Adnan could understand why. While his men knew little about the nature of their mission or their destination, Adnan had been fully briefed.
Novaya Zemlya was indeed a hell on earth. According to the last census, the island was home to 2,500 people, mostly Nenetses and Avars living in Belushya Guba settlement. The island itself was in reality two islands-Severny in the north, and Yuzhny in the south-each separated from the other by the Matochkin Strait.
It was a shame, really, Adnan thought, that all the world knew of Novaya Zemlya was its Cold War history. The Russians and Europeans had known about it since the eleventh century, first through Novgorod traders, then through a steady string of explorers-Willoughby, Barents, Liitke, Hudson… They’d all visited here hundreds of years before it was annexed by the Soviets in 1954, renamed the Novaya Zemlya Test Site, and divided into zones: A, Chyornaya Guba; B, Matochkin Shar; and C, Sukhoy Nos, where the fifty-megaton Tsar Bomba was detonated in 1961.
During its lifespan, Novaya Zemlya had been home to nearly three hundred nuclear detonations, the last one in 1990. Since then it had become many things to many people-a curiosity, a tragedy, a grim reminder… But for the cash-poor Russian government after the dissolution, the island had become a dumping ground, a place to abandon their abominations.
What was that American phrase? Adnan wondered. Ah, yes… One man’s trash is another man’s treasure.
They were interested in the new line, Cassiano saw. Where it crossed roads, how far off the ground it was, how many support pylons per mile… An interesting request, and of course he would do his best to acquire the information.
They were also interested in trains, which puzzled him. It was true that trains came and went on a daily basis, but their entry into the facility was strictly limited and monitored. If they were looking to gain access to the facility, there were easier ways. Perhaps that was the answer. They weren’t interested in the trains as a means of infiltration but rather as a measurement tool. The facility’s output was a closely kept secret, but if the trains coming and going were monitored and their specifications known, one could make a good guess as to the output levels.

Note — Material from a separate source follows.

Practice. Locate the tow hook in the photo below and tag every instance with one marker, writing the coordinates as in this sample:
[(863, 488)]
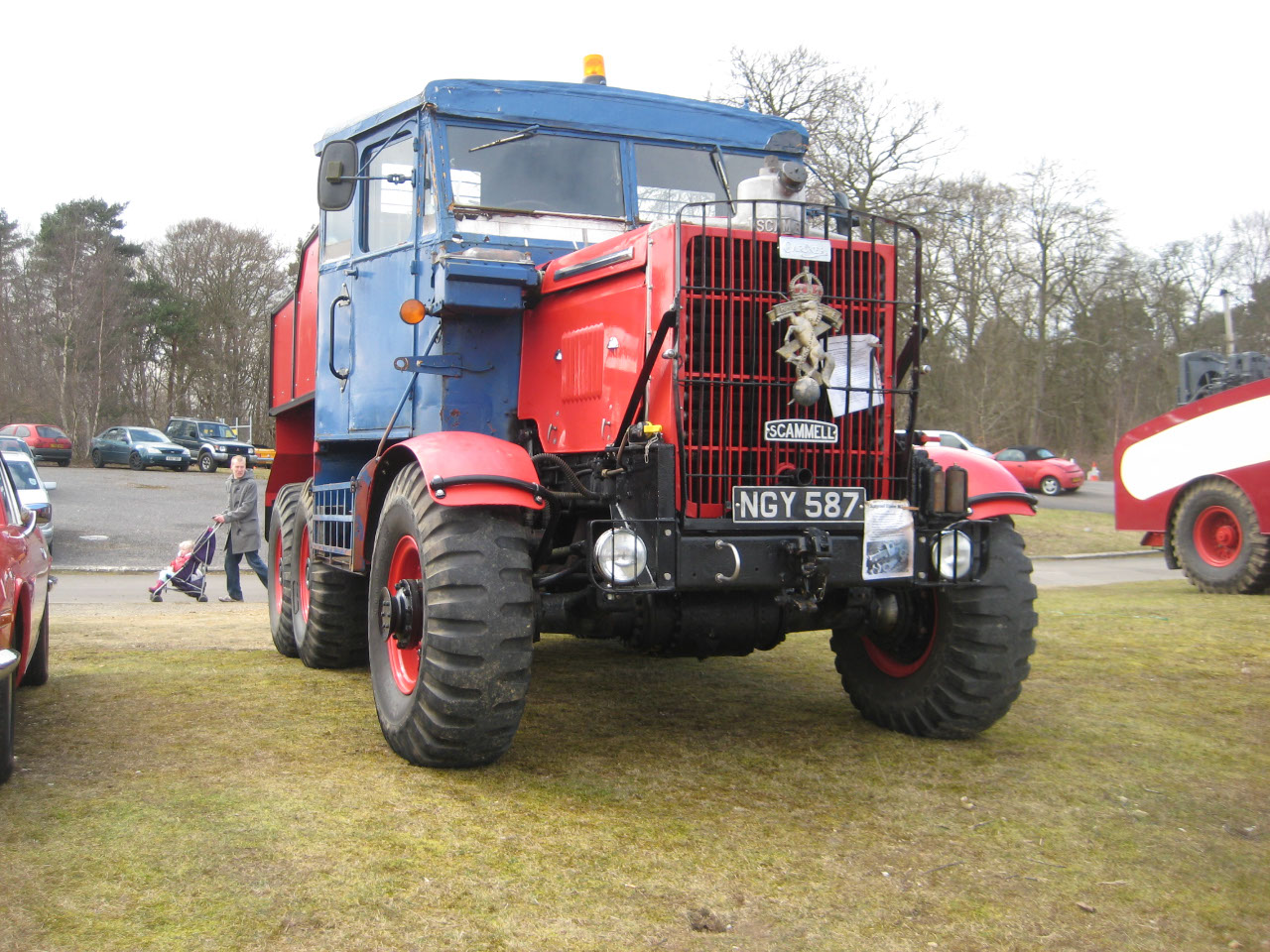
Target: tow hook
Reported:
[(811, 555), (402, 613)]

Very smart, he thought. And it did fit with what he knew about his employers. Competition was a healthy thing, he’d been told, and nothing could be done about a newly discovered oil field. What could be controlled, however, were prices and output capacity, which is what he suspected his employer planned to do. The OPEC nations (Islamic nations) had been the world’s largest supplier of oil for decades upon decades, and if Cassiano could help maintain that supremacy, he would happily do so.